= Vaughan Penn =

American singer-songwriter

Vaughan Penn is an American singer/songwriter/producer from North Carolina who has had over 150 television and film placements featuring 55 original songs. She's known for her sound of earthy-pop-rock music that combines songwriting with melodic sounds.

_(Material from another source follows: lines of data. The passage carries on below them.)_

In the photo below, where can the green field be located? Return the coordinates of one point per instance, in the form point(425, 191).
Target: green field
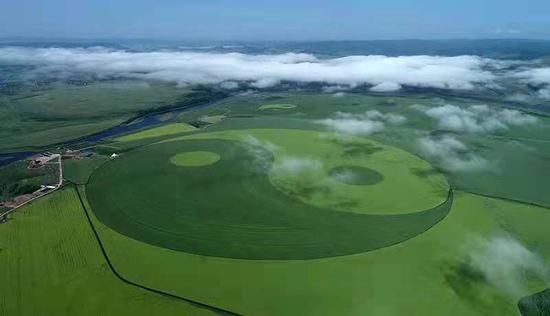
point(278, 106)
point(268, 211)
point(275, 216)
point(167, 129)
point(432, 267)
point(52, 265)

The production has rhythmic textures and Americana roots.

- Grey's Anatomy
- Private Practice
- Boston Legal
- The Hills
- Laguna Beach: The Real Orange County
- Kicking & Screaming
- Showtimes Promo For: Nurse Jackie, L-Word, Californication, Weeds
- The Big Short
- Private Practice
- Forget Me Not
- Criminal Minds
- Bones
- NBCs Superstore
- OWNs/The Hero Effect (Rising Tide episode)
- Isabelle Dances Into The Spotlight

Vaughan has recorded with, toured and opened for many national acts including: Emmy Lou Harris, Indigo Girls, Darius Rucker and Huey Lewis to name a few.

==Discography==
Vaughan has released nine CDs on her indie label Meepers Music Records:
She has also released one CD with Sony/Provident
- Barefoot Martini (2022)
- Surf City Sessions (2021)
- Vaughan & The ChillCats (2020-Vaughan's Debut Jazz CD)
- Carolina Island Girl (2019)
- Acoustic Detour (2017 Meepers Music Records)
- Renew The Power (2015 Meepers Music Records)
- Solitary Girl (2011 Meepers Music Records)
- One Reason - Chynna & Vaughan (2009 Provident/Sony)
- Somebody Besides Yourself (2007 Meepers Music Records)
- Angels Fly (2005 Meepers Music Records)
- Transcendence (2003 Meepers Music Records)
- Over My Head (2001 Meepers Music Records)

==Other works==
She was in a Contemporary Christian duo with Chynna Phillips (the member of Wilson Phillips) called Chynna & Vaughan (Provident/Reunion Records).